Hugh Dunleavy
Hugh Dunleavy (left) and Ignatius Ong from Malaysia Airlines at a press conference on 9 MarchGetty

The disappearance of Malaysia Airlines Flight MH370 was not a priority on the night the plane vanished, the company's commercial chief has admitted.

Hugh Dunleavy, a former Ministry of Defence employee who became the airline's director of commercial operations in 2012, said requests to initiate a search for the Boeing 777 were ignored by international air traffic controllers on 8 March, when the plane disappeared with 239 passengers on board.

"We were calling, but they've got other planes in the air; they're saying 'your plane never entered my air space, so technically I don't have to worry about it at the moment'. They're not dropping everything to answer us," Dunleavy told the Evening Standard.

He added that the search for the missing Malaysian plane could take "decades" as he believed "something untoward" had happened to the aircraft.

"I think it made a turn to come back, then a sequence of events overtook it, and it was unable to return to base," Dunleavy said.

"I believe it's somewhere in the south Indian Ocean. But when a plane hits the ocean it's like hitting concrete. The wreckage could be spread over a big area. And there are mountains and canyons in that ocean. I think it could take a really long time to find. We're talking decades."

Dunleavy, who is originally from Ealing, defended his company's initial response to MH370's disappearance.
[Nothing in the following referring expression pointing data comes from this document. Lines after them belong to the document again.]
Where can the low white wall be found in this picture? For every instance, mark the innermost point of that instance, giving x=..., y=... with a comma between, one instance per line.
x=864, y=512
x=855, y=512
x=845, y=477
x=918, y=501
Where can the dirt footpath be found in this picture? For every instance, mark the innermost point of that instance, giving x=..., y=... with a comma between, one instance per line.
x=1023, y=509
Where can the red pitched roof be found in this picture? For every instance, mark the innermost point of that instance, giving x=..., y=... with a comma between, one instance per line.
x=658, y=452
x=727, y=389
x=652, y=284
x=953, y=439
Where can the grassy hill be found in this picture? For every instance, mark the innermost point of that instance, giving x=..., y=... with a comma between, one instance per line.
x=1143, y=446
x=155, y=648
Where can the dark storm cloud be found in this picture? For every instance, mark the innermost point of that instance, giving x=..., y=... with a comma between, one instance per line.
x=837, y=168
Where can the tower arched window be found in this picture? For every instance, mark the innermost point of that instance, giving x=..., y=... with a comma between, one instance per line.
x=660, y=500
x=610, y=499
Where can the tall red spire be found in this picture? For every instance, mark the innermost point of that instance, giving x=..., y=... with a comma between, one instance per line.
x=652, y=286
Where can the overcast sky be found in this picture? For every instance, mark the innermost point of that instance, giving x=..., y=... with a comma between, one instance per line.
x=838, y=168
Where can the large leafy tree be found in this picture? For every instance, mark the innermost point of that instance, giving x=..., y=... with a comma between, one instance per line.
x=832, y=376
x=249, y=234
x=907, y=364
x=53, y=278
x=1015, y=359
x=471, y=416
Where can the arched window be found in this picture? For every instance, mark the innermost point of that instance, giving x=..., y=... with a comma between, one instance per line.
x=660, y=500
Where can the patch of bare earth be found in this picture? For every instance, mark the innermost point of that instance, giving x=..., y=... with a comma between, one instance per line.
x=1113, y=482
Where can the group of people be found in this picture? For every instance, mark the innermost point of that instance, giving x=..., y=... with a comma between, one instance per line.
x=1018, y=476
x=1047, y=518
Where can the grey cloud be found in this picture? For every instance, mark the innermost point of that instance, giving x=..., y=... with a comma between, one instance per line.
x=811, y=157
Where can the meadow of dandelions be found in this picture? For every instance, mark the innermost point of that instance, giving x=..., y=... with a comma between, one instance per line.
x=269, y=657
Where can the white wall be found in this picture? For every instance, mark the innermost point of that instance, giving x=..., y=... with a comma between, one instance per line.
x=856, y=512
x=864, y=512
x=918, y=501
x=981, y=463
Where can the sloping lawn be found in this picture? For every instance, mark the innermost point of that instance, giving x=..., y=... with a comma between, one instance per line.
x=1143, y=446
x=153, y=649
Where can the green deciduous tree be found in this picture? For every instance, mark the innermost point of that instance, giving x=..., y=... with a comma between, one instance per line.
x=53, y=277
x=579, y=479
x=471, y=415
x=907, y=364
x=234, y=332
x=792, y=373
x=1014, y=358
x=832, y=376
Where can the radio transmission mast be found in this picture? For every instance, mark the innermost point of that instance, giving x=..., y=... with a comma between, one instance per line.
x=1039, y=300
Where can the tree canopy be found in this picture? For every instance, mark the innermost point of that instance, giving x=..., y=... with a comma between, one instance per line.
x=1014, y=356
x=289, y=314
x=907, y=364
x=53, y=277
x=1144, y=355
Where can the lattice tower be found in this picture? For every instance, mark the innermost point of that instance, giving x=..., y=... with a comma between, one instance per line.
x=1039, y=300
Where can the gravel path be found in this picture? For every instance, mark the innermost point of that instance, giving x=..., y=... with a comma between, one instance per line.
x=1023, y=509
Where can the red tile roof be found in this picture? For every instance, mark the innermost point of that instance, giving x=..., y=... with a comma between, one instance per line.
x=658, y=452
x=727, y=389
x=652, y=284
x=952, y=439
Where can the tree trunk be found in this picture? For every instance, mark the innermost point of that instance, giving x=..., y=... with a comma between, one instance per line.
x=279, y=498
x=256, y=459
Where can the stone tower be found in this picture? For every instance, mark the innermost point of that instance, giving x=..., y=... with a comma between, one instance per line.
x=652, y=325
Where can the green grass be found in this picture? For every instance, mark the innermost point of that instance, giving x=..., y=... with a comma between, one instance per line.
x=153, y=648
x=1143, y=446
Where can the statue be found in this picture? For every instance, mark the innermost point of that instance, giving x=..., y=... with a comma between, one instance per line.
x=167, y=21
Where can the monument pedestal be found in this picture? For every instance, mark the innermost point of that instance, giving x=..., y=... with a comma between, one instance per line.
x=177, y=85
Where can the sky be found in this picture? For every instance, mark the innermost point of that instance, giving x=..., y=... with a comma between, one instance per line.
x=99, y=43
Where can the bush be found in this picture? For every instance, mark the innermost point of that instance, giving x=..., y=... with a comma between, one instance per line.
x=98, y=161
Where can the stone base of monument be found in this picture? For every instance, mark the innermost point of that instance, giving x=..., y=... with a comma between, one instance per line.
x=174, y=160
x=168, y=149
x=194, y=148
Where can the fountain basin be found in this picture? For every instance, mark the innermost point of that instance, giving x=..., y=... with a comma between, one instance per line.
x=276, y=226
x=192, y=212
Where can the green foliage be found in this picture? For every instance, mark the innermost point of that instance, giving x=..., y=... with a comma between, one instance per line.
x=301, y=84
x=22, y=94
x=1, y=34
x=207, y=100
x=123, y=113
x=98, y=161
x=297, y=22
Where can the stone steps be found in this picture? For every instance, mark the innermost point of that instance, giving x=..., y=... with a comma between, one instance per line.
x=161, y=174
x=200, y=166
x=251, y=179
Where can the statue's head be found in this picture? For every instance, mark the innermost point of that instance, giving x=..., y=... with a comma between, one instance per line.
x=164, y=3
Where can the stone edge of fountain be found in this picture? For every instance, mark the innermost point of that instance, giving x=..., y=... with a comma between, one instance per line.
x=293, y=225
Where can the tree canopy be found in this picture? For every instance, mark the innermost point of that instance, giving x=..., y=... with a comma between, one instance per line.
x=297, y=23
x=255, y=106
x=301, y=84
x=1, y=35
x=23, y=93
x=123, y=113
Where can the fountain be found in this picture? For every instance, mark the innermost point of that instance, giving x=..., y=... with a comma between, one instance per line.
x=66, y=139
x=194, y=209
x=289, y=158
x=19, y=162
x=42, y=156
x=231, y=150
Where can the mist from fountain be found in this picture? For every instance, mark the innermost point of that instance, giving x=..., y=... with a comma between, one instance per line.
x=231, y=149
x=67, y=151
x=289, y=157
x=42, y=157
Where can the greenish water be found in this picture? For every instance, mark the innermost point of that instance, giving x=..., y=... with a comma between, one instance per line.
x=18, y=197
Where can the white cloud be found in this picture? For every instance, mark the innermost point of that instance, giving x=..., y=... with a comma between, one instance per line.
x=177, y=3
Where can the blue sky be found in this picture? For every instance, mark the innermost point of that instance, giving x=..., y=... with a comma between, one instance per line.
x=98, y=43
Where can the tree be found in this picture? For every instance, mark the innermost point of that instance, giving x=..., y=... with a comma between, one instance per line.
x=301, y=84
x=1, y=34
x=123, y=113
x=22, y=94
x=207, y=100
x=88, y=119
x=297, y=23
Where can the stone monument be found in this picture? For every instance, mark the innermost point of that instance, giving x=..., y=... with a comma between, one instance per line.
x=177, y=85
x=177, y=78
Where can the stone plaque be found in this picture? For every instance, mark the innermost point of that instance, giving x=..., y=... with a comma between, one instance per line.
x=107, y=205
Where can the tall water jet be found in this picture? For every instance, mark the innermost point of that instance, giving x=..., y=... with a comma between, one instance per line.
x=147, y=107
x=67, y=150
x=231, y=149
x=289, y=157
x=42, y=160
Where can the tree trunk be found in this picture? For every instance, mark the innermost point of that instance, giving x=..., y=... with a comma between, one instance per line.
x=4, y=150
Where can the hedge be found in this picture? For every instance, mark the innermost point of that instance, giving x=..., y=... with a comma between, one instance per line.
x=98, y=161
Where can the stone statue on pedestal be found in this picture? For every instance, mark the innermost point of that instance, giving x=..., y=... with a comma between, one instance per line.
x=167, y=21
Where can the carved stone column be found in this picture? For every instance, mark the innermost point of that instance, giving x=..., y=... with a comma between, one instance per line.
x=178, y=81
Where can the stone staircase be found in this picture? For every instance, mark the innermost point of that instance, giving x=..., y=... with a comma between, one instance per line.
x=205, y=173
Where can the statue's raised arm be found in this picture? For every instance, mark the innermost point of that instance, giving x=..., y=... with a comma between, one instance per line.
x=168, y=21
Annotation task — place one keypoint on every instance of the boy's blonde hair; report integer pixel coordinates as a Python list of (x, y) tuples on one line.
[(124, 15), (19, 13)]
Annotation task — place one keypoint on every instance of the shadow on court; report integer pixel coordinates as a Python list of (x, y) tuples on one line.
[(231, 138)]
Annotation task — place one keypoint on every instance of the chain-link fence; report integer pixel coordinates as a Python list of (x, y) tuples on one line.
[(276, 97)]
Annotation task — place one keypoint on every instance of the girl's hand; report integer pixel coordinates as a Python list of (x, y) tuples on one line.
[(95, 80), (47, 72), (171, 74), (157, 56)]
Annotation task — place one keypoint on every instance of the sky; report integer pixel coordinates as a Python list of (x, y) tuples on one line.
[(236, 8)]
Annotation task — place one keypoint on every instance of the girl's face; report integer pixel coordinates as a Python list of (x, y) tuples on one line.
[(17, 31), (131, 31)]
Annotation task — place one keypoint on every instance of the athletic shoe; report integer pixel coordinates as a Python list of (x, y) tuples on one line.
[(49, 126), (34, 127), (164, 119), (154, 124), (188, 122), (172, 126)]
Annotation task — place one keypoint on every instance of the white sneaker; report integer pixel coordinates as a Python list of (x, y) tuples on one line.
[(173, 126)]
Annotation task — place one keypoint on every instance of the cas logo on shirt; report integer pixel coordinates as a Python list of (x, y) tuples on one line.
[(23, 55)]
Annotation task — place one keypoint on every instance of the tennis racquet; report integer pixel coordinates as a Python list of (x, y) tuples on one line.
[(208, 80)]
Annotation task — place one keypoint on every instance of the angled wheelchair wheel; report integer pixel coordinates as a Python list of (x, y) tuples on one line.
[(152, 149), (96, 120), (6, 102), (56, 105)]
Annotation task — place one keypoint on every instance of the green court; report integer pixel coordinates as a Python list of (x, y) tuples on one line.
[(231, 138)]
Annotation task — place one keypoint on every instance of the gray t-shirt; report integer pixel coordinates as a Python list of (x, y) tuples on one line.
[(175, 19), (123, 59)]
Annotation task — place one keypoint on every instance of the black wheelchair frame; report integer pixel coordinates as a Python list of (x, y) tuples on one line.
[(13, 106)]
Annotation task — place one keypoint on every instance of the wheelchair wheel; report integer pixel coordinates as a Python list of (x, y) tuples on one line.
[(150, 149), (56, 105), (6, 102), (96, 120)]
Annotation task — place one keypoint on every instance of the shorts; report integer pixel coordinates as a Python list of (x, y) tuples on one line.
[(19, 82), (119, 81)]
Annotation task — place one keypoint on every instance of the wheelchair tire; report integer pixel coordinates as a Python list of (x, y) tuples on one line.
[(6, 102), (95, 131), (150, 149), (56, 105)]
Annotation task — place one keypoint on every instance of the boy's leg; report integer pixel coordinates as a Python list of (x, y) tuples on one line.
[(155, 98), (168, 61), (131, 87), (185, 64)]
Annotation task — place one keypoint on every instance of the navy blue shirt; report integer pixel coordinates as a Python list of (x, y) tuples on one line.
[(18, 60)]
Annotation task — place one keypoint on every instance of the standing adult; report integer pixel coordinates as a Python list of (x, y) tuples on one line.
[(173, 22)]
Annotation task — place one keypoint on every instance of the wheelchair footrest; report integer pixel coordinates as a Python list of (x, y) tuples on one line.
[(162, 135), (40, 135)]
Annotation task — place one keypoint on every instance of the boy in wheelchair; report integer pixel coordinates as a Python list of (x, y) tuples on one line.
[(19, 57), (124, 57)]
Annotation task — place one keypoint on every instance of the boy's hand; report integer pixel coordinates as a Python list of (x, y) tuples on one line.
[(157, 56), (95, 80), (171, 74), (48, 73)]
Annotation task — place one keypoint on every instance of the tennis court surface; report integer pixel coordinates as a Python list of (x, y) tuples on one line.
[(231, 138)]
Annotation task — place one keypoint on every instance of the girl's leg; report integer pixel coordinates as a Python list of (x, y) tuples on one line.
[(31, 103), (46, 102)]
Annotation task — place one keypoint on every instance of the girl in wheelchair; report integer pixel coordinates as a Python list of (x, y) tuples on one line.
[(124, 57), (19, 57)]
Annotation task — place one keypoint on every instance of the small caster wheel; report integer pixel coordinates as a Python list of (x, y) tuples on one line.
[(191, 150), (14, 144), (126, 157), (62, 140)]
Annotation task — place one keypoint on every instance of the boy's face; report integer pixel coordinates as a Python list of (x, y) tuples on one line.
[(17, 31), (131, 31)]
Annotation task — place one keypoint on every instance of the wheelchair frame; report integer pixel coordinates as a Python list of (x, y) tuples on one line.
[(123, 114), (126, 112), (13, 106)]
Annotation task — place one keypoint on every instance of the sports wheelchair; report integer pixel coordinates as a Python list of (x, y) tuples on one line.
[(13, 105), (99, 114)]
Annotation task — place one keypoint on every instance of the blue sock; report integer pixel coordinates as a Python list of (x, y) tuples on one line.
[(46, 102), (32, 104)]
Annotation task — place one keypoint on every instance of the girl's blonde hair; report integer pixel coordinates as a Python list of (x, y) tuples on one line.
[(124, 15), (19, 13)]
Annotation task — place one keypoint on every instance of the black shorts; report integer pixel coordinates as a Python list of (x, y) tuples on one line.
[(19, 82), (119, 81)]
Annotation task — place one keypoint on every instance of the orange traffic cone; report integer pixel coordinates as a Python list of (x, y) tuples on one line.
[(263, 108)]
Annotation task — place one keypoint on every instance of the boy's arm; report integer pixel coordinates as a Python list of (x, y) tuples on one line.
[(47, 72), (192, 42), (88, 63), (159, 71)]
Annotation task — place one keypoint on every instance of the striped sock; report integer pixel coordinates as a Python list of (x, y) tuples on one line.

"People say, 'why didn't you work quicker?' But you're calling pilots, explaining the situation, waiting for them to send out pings, doing the same to the next plane, then the next, and it's four in the morning, you don't have 50 people in the office, only a couple.

"An hour goes by frighteningly quickly — you realise that the missing plane is now another 600 miles somewhere else."

Criticising the Malaysian government for delaying the revelation that MH370 had turned back towards the Strait of Malacca, Dunleavy said Malaysia Airlines only received search updates after they had been reported by the media.

"I only heard about this through the news," he said. "I'm thinking, really? You couldn't have told us that directly?

"Malaysia's air traffic control and military radar are in the same freakin' building. The military saw an aircraft turn and did nothing.

"They didn't know it was MH370, their radar just identifies flying objects, yet a plane had gone down and the information about something in the sky turning around didn't get released by the authorities until after a week. Why? I don't know. I really wish I did."